Given that there is no evidence that women are inherently less capable at using or implementing ML than men, it is likely that there is currently substantial talent misallocation in this field, and countries and companies that fail to understand and correct this misallocation will find themselves at a competitive disadvantage as ML technology is used in an increasing number of fields.
So how should US companies that genuinely want to remain competitive, US universities that want to recruit the most talented students, and US policy-makers who want their country to maintain its economic progress, react to a US administration that talks about merit but appears to be recreating the economic inefficiencies of the 1960s?
First, they should carefully examine the empirical evidence around each element of DEI programs. It’s likely that not everything labeled as ‘DEI’ improves talent allocation - and some elements may exist to give the illusion of action while preserving ‘old boy’ networks. There is little, if any, evidence, for example, that so-called ‘diversity training’ actually contributes to creating a more diverse workplace.
Second, they should take the administration at its word and implement evidence-based recruitment practices that not only give the appearance of recruiting on merit, but genuinely, provably, recruit on merit - which entails controlling for, and compensating for, the complex and interacting effects of structural frictions such as economic inequality, bias, and gender norms.
Third, they should remember that polls indicate that a majority of Americans still support DEI policies. And that the abrupt firing of well-qualified minority and female senior officers in the military and scientists on the NIH review board suggests the attack on DEI may allow those seen as better aligned with the current administration a larger part of what will end up as a smaller economic pie. This might benefit those individuals - and mimicking the ideological bent of the administration might bring short-term gains for individual companies - but worsening talent allocation long-term certainly won’t benefit shareholders, consumers, or the country at large.
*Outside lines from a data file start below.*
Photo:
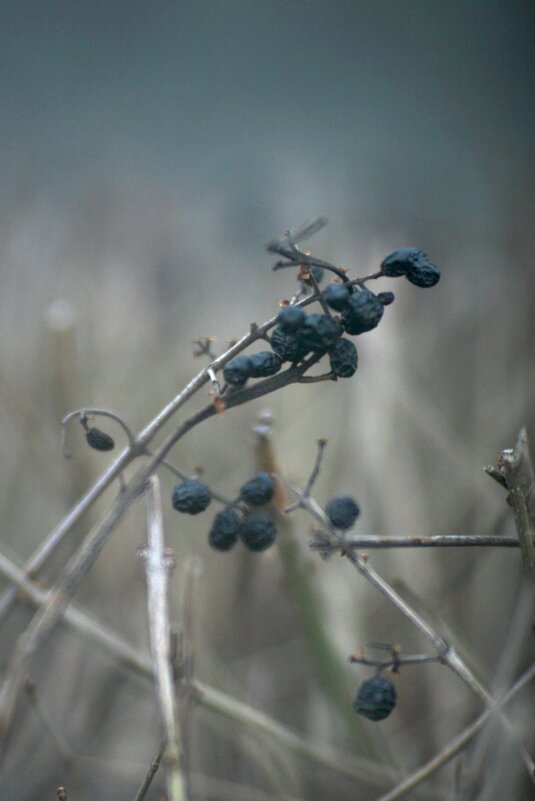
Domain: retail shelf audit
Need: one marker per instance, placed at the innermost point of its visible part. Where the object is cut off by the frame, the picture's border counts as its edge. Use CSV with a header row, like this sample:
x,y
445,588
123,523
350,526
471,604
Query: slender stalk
x,y
157,569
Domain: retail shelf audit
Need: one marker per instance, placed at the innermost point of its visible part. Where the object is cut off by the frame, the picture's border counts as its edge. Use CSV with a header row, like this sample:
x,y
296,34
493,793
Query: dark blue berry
x,y
318,333
423,275
257,531
287,346
225,530
386,298
400,261
343,358
375,699
99,440
237,370
291,318
317,272
336,296
191,497
362,313
342,511
264,364
258,490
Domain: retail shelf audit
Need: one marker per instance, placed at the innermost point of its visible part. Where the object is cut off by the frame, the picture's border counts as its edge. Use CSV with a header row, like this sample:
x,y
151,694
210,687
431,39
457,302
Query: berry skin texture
x,y
264,364
237,370
424,275
318,332
401,261
99,441
317,272
344,358
287,346
259,490
336,296
362,313
375,699
225,530
291,318
342,511
386,298
257,531
191,497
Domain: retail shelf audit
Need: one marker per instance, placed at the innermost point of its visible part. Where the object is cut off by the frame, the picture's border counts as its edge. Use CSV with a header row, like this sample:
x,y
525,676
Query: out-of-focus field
x,y
148,156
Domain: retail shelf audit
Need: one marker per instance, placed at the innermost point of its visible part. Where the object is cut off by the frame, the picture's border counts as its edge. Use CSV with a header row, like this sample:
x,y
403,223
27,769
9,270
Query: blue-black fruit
x,y
362,313
375,699
318,333
343,358
291,318
191,497
342,511
225,530
237,370
99,440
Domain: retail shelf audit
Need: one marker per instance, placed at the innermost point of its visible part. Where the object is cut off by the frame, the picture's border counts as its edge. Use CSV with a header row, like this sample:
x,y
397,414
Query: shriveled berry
x,y
375,699
98,440
287,346
362,313
336,296
192,496
225,530
343,358
257,531
342,511
291,318
386,298
258,490
318,333
317,272
237,370
400,261
424,275
264,363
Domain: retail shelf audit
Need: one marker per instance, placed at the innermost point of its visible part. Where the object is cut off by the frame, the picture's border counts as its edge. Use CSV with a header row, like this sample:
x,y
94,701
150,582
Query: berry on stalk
x,y
225,530
98,440
375,699
318,333
342,511
191,497
362,313
237,370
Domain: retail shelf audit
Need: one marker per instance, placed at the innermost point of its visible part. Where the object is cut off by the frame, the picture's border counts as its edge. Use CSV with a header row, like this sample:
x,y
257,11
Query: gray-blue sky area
x,y
385,114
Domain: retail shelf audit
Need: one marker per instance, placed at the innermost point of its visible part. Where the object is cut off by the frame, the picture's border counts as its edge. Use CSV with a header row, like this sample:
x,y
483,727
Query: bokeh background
x,y
149,151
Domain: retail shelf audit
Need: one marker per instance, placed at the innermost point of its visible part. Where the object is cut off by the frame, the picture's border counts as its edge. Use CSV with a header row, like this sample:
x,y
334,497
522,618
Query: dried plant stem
x,y
456,744
157,568
80,563
151,773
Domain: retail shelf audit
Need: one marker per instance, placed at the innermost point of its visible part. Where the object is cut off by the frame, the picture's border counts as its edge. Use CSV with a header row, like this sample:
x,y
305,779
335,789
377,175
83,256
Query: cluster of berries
x,y
375,699
255,529
298,335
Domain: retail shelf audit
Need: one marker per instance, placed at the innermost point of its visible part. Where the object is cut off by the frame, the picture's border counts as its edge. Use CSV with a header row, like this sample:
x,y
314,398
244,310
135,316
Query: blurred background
x,y
149,152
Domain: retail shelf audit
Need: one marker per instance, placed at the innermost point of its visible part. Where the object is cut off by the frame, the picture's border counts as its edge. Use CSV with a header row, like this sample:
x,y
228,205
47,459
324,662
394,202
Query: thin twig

As I suggested in my previous ‘Science’ article, there is certainly room for improvement both in the way that we structure this compensation for structural frictions in the labor market, and in the way that we present the rationale for doing so. For example, by first ranking the achievements of a candidate for a demanding job, or a coveted higher education placement, against a pool of economic and social peers, before using this pool-based ranking to determine their place in an overall ranking for the position, we can effectively distinguish merit (innate talent, and the ability to work hard) from structural advantages that a candidate may have benefited from, in a way that treats every candidate, explicitly, equally and fairly.